Mobile Payments Having a Tough Time at Vending Machines
On the surface, mobile payments and unattended retail—vending machines and the like—would seem to go hand-in-hand. Why not? No more people turned away because of lack of exact change or a dollar slot that just won’t take the bills you’ve got on hand. That’s not the case, however, as unattended retail isn’t moving into the mobile payments space with any kind of speed.
While there hasn’t been much formal data collected on the topic, anecdotal evidence from those who own vending machines says that mobile payments haven’t been a big part of the equation. It’s not keeping pace with the pace of mobile payments use at retail store locations, and that’s got many wondering just what’s going on.
The problem is largely one of demographics. Most vending machine operators are already aware that the younger users are comfortable with mobile payments options, and use them routinely. Older consumers—and to a lesser extent younger consumers—are still turning to cash and coin much more routinely than the digital equivalents.

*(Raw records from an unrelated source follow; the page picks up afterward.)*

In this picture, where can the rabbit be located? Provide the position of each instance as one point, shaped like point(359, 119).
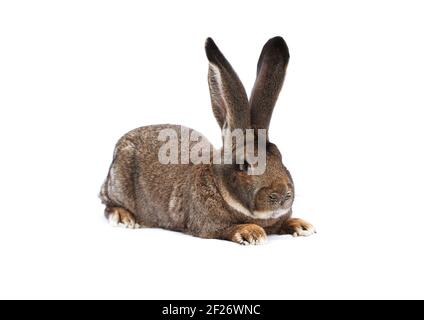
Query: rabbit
point(208, 200)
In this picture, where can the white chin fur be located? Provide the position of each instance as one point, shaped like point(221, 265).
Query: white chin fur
point(268, 214)
point(236, 205)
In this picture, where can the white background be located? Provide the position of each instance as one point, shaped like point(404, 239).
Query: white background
point(76, 75)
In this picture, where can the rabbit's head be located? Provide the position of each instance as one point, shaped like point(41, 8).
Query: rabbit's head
point(269, 194)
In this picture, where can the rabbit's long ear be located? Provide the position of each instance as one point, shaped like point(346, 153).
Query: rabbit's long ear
point(229, 100)
point(271, 70)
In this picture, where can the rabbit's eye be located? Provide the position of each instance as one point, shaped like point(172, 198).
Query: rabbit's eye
point(244, 167)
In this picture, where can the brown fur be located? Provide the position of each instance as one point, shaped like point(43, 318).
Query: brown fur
point(191, 198)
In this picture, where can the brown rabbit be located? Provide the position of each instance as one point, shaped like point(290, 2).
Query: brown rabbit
point(209, 200)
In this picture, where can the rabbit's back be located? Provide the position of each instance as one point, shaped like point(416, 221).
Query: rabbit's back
point(140, 183)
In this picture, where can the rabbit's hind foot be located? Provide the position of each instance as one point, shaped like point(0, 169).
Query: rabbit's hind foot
point(120, 217)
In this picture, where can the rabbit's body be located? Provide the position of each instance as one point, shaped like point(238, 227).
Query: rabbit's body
point(211, 200)
point(189, 201)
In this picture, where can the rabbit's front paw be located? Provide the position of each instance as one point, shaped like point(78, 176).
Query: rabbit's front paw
point(119, 217)
point(298, 227)
point(248, 234)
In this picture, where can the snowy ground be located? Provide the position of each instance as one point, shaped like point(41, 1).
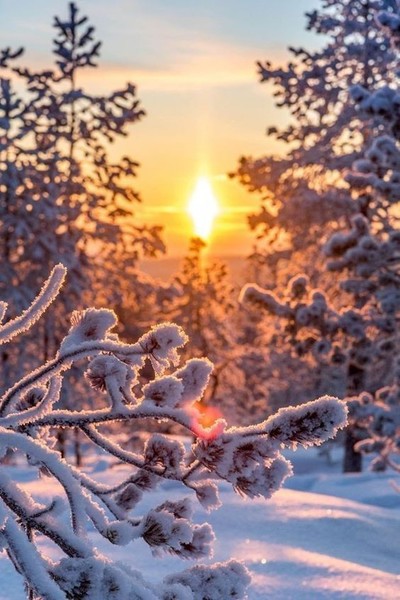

Yet with mobile payments proving both increasingly secure and increasingly convenient, some have begun to wonder how much longer the demographics excuse will hold water. With more retail environments turning to mobile payments—particularly restaurants—the notion that people won’t use mobile payments must be falling by the wayside.
It’s a point we’d all do well to remember here. The more options a customer has, the more likely they are to complete a transaction. After all, we’ve all been there; hot day, you’re thirsty, but the stupid Coke machine won’t take your dollar, or demands $1.25 and all you’ve got is a dollar, and so on. Why leave money on the table when mobile payments can fill the bill?
It’s also not hard to see this from the vendor’s perspective. When so many won’t use mobile payments, why go through the time, hassle and expense of installing mobile payments hardware? This is especially true given the nature of Generation Z, set to follow the millennials, which has shown a surprising predilection for paper currency and brick-and-mortar shopping.
Still, for now, mobile payments in vending machines are catching on slowly, and may not take off fully for some time. Given the number of use cases for mobile found elsewhere, though, this is a fairly small loss.